Analysis Of Fiber Development-Related Gene Expression In Gossypium Hirsutum L.

Cotton fiber as a single-celled trichome is a biological model system for studying cell differentiation and elongation. However, the complexity of its gene expression and regulatory mechanism allows only marginal progress. Emerging innovative molecular tools such as transcriptome-profiling-based deep-sequencing provide insights into fiber development-related gene activity and regulatory networks. The present study reports the high-throughput tag-sequencing (Tag-seq) analysis using Solexa Genome Analyzer platform on transcriptome of -2～1 (fiber initiation) and 2～8 (fiber elongation) days post anthesis (DPA) cotton (Gossypium hirsutum) ovules (wildtype:WT, Xuzhou 142 and its mutant:fuzzless/lintless or M, in the same background). To this end, we sequenced 3.5 to 3.8 million tags representing 0.7 to 1.0 million unique transcripts for each library (WT1, WT2, M1 and M2). After removal of low quality tags, we obtained a total of 2,973,104, 3,139,306,2,943,654 and 3,392,103 clean sequences that corresponded to 357,852,280,787, 372,952 and 382,503 distinct tags for WT1, WT2, M1 and M2, respectively. All clean tags were aligned to the publicly available cotton gene database (TIGR, http://www.tigr.org). About 15% of the distinct tags were uniquely mapped to the reference genes and 31.4% of existing genes were matched by tags. The tag mapping to reference genes generated 23,854, 24,442,23,497 and 19,957 annotated genes for WT1, WT2, M1 and M2 libraries, respectively. Analyses of differentially expressed genes revealed the substantial changes in gene number and abundance between two libraries.
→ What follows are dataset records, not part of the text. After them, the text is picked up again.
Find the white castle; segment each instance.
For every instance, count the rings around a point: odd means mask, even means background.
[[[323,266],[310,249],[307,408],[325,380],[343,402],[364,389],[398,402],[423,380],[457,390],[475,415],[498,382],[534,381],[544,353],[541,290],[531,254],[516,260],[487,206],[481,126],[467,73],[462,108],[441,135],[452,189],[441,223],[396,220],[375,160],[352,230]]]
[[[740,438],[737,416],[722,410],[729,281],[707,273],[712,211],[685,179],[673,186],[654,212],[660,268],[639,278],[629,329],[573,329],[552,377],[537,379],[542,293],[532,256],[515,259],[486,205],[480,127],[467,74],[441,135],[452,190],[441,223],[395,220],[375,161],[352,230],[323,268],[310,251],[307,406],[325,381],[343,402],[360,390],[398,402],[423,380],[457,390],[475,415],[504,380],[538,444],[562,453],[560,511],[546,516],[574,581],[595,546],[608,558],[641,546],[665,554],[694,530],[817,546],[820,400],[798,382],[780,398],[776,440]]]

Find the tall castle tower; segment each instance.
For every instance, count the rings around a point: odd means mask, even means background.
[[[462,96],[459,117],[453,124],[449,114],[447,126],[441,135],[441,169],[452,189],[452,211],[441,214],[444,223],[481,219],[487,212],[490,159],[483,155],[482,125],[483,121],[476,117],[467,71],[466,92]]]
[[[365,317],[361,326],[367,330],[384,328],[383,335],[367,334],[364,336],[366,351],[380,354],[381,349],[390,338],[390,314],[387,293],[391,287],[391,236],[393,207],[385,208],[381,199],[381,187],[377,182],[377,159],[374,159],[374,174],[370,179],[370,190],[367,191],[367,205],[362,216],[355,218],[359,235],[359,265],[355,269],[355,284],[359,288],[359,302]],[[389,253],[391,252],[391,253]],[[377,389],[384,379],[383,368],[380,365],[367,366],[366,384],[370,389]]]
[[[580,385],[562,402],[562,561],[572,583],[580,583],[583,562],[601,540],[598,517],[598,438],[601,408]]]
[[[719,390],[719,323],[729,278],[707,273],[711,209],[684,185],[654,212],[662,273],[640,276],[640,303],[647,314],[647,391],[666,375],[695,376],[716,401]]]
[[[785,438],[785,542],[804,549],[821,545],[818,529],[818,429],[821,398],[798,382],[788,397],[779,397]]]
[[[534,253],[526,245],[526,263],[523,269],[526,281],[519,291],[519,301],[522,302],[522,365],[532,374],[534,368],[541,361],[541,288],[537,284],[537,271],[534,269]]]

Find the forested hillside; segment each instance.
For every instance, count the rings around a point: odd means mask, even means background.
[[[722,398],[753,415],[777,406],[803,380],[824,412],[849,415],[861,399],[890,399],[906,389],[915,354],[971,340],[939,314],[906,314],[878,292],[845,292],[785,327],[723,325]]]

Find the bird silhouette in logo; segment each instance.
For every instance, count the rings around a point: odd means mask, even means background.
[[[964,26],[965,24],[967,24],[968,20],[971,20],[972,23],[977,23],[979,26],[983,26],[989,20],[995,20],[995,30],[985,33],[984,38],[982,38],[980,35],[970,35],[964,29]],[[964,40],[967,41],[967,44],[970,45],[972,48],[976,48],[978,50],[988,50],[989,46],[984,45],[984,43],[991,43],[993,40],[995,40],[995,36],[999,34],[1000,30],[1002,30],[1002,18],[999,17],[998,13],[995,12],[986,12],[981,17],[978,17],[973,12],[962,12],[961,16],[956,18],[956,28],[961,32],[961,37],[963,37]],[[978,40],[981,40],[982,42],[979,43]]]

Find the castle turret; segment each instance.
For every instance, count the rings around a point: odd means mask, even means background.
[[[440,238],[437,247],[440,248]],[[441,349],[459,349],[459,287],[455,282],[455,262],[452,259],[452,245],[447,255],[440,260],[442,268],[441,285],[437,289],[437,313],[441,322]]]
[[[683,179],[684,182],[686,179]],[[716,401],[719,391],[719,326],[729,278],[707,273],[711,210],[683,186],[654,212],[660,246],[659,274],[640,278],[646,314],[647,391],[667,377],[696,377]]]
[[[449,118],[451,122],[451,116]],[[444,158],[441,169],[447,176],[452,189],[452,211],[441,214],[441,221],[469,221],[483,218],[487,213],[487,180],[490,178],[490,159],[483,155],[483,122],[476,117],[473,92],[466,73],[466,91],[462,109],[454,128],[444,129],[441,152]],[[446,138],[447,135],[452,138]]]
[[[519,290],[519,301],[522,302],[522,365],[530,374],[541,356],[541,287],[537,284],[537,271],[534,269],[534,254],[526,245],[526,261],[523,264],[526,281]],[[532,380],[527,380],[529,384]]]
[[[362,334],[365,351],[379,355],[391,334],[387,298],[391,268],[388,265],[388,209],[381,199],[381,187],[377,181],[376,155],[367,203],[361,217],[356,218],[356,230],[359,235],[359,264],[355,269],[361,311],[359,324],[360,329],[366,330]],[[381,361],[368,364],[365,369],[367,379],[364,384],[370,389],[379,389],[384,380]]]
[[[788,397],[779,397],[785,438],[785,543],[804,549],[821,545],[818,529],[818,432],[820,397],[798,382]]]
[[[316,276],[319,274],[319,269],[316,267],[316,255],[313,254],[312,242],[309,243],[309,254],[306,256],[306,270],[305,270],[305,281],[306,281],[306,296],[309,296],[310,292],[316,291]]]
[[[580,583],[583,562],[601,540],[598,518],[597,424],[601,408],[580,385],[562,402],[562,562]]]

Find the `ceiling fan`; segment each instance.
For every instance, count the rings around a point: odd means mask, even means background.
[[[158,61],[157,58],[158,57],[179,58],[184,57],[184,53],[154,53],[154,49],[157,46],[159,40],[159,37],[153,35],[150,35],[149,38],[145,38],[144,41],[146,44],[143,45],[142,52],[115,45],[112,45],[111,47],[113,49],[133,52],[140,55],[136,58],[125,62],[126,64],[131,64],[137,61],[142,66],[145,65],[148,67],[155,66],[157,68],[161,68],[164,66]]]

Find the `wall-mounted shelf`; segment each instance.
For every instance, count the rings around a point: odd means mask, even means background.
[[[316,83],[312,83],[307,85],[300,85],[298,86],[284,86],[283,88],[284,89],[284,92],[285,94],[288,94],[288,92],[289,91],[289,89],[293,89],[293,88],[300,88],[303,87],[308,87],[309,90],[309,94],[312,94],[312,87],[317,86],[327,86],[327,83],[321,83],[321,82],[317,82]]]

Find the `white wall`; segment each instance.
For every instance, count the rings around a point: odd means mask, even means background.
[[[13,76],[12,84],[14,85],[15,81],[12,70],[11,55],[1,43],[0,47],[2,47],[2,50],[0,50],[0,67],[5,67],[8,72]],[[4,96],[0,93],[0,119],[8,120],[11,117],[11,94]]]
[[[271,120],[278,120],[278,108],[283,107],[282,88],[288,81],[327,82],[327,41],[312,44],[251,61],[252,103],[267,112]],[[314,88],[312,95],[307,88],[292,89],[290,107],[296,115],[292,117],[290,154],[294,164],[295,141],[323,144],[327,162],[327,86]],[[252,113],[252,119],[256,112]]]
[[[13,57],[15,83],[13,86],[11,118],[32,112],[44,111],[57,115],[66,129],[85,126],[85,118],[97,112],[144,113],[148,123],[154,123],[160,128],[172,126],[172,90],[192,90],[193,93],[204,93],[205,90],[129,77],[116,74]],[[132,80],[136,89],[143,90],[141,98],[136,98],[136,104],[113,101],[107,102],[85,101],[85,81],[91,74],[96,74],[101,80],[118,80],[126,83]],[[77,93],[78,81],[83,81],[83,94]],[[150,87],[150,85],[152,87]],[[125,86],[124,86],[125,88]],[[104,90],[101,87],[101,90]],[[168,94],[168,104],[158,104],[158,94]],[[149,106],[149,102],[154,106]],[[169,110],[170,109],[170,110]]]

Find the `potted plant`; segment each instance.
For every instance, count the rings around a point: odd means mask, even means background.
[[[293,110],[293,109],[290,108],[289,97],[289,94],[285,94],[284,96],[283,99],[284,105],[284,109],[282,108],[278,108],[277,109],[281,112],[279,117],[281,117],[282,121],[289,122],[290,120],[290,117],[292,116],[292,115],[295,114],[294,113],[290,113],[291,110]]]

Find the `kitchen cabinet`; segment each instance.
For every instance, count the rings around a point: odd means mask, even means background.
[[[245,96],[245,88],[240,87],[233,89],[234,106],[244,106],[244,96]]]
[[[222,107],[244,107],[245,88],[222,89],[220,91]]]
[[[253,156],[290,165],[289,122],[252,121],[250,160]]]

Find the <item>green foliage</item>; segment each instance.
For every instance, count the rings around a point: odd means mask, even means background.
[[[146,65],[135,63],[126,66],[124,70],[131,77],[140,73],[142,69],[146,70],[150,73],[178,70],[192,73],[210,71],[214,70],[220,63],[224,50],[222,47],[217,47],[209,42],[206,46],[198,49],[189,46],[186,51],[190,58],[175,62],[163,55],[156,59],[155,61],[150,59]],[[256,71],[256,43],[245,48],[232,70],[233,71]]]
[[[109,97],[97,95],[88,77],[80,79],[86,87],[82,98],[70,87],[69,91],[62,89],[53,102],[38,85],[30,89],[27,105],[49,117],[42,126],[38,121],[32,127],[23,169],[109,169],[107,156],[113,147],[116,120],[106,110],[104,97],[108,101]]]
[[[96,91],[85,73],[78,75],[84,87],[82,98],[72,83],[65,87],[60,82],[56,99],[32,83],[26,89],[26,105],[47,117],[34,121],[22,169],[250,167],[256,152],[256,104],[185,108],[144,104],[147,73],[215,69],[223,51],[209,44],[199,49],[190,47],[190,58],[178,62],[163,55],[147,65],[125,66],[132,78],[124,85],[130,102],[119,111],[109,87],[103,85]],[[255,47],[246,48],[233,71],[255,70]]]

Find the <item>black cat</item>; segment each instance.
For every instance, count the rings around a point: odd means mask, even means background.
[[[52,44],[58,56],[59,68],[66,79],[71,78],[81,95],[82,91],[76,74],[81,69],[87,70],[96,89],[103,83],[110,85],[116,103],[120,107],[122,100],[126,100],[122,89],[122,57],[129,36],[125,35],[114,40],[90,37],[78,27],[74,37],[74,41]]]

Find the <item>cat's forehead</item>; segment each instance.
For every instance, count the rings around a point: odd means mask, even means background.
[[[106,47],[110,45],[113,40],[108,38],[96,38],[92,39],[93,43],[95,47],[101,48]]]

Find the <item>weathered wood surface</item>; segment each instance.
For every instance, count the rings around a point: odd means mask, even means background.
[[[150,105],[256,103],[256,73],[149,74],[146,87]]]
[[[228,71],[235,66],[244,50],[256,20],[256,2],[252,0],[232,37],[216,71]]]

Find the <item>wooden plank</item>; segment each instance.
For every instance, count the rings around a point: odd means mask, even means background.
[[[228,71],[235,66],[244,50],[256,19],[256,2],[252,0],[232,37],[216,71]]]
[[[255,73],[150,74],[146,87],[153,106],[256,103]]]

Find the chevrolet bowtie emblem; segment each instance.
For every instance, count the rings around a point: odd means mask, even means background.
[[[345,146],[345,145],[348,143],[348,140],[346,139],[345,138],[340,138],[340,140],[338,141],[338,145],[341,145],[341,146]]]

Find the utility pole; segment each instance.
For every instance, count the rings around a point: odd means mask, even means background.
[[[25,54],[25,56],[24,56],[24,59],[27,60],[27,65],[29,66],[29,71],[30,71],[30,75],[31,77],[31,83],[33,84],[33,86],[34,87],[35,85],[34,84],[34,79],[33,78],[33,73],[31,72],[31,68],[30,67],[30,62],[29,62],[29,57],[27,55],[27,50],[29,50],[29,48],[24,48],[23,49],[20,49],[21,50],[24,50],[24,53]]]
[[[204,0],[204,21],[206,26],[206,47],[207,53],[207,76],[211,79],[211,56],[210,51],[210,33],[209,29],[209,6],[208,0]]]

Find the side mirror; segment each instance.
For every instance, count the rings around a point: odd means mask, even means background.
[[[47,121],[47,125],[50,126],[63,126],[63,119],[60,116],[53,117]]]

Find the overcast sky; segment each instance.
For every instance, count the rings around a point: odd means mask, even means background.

Additionally, we compared the tag-mapped genes to those targeted by microRNAs identified previously, and found that 62 (62%) out of the 99 potential target genes can be matched by tag-mapped sequences. Overall, our deep-sequencing analyses demonstrated the high degree of transcriptional complexity in early ovule initials and developing fibers. It represents a major improvement over the microarrays for analyzing transcriptional changes on a large scale.